Regarding pediatric neurosurgery cases, Wellons et al.68 recommended limiting patient interactions for staff and visitors at children's hospitals and proposed greater reliance on telephone triaging for patients with chronic neurosurgical issues. Because these patients could require regular clinic visits, it is important to screen for urgency. Regarding equipment, pediatric neurosurgeons should be prepared to loan out pediatric ventilators and to convert ICU units for use by adult patients.68

Considerations for Managing a Decreased Patient Load

The cessation of elective cases has substantially decreased the neurosurgical patient volume.59 With smaller caseloads, fewer physicians are needed.59 Similar to the strategy recommended by Burke et al.,69 our institution halved the number of neurosurgery residents on inpatient service in an effort to limit exposure and prevent the spread of COVID-19 among the residents. The residents were divided into 2 teams, which alternate inpatient duties every 2 weeks, resulting in fewer residents in the hospital for nonemergent consultations.
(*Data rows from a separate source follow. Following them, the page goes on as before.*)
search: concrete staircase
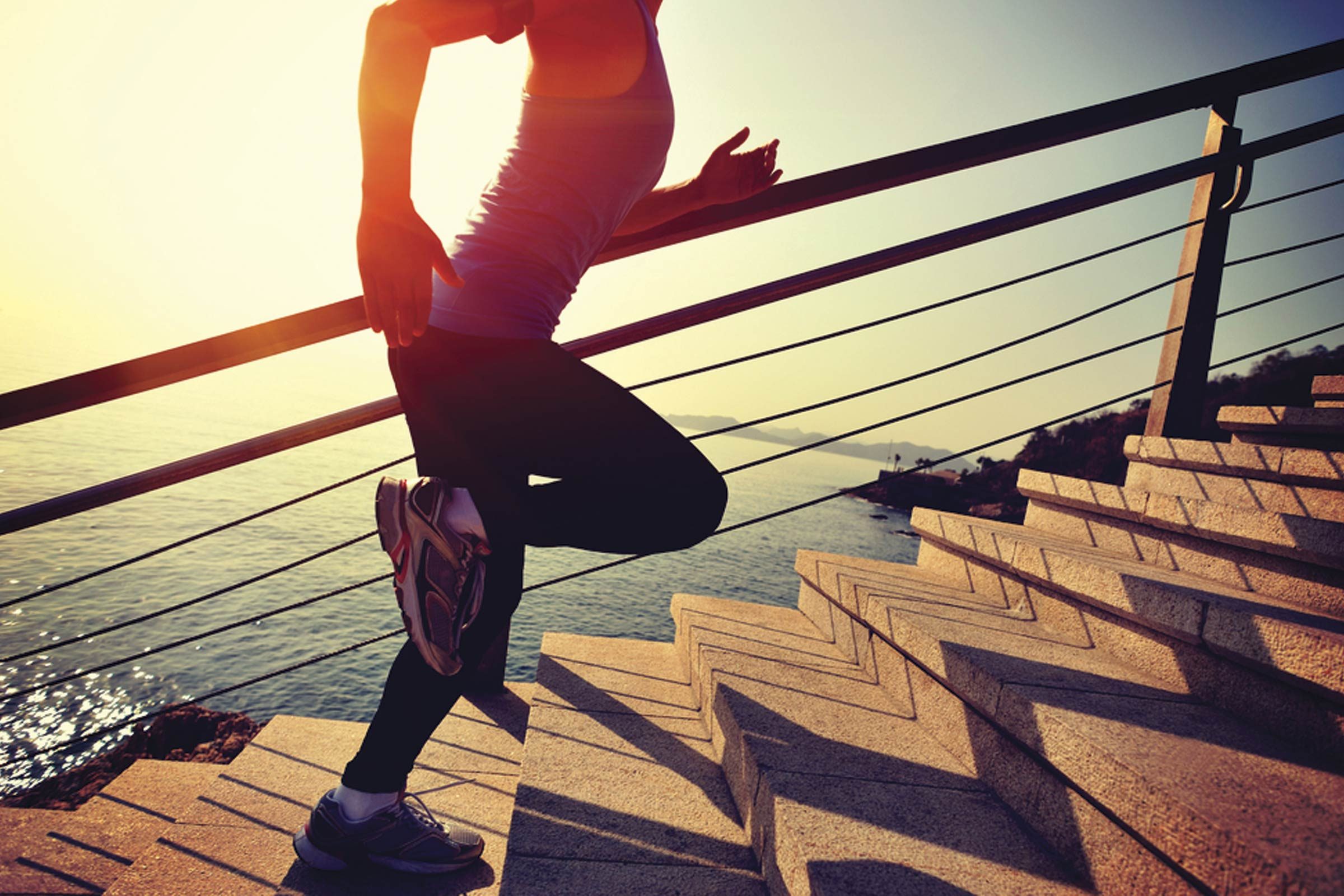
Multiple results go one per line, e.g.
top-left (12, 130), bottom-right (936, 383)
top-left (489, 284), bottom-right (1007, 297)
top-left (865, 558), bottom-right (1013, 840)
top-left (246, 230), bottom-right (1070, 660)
top-left (0, 377), bottom-right (1344, 896)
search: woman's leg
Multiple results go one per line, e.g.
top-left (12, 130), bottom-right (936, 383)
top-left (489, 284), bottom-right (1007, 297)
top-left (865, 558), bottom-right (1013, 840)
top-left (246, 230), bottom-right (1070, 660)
top-left (343, 329), bottom-right (727, 791)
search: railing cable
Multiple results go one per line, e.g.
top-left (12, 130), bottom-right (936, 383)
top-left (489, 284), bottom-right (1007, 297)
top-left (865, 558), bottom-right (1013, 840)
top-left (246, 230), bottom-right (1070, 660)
top-left (1233, 178), bottom-right (1344, 215)
top-left (0, 529), bottom-right (377, 666)
top-left (8, 265), bottom-right (1344, 637)
top-left (629, 218), bottom-right (1204, 392)
top-left (0, 317), bottom-right (1180, 703)
top-left (16, 321), bottom-right (1344, 759)
top-left (691, 274), bottom-right (1192, 439)
top-left (1223, 231), bottom-right (1344, 267)
top-left (0, 572), bottom-right (393, 703)
top-left (10, 629), bottom-right (404, 759)
top-left (0, 454), bottom-right (416, 612)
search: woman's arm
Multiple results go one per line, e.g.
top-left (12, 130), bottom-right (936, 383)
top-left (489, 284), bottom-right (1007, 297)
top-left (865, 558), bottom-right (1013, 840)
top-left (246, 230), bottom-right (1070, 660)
top-left (356, 0), bottom-right (578, 348)
top-left (615, 128), bottom-right (783, 236)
The rationale is decreased exposure to potential COVID-19 carriers and decreased turnover of PPE materials with an alternating 2-week “off period” that also serves as a functional self-quarantine period. Residents and attendings from the neuroscience specialties have been redeployed to cover the respiratory ICU for critical patients with COVID-19. With a decrease in the clinical workload, greater emphasis has been focused on academics and research.

Conclusions

Although most patients with COVID-19 will either not have or have only mild neurological manifestations, it is clear that SARS-CoV-2 affects the CNS. As the pandemic increases, so too will the collective understanding of how to manage this novel virus. Because some of the neurological sequelae of this disease can be devastating, the neuroscience community must be aware of the neurological effects of COVID-19 and how to approach them.

Footnotes

Conflict of interest statement: The authors declare that the article content was composed in the absence of any commercial or financial relationships that could be construed as a potential conflict of interest.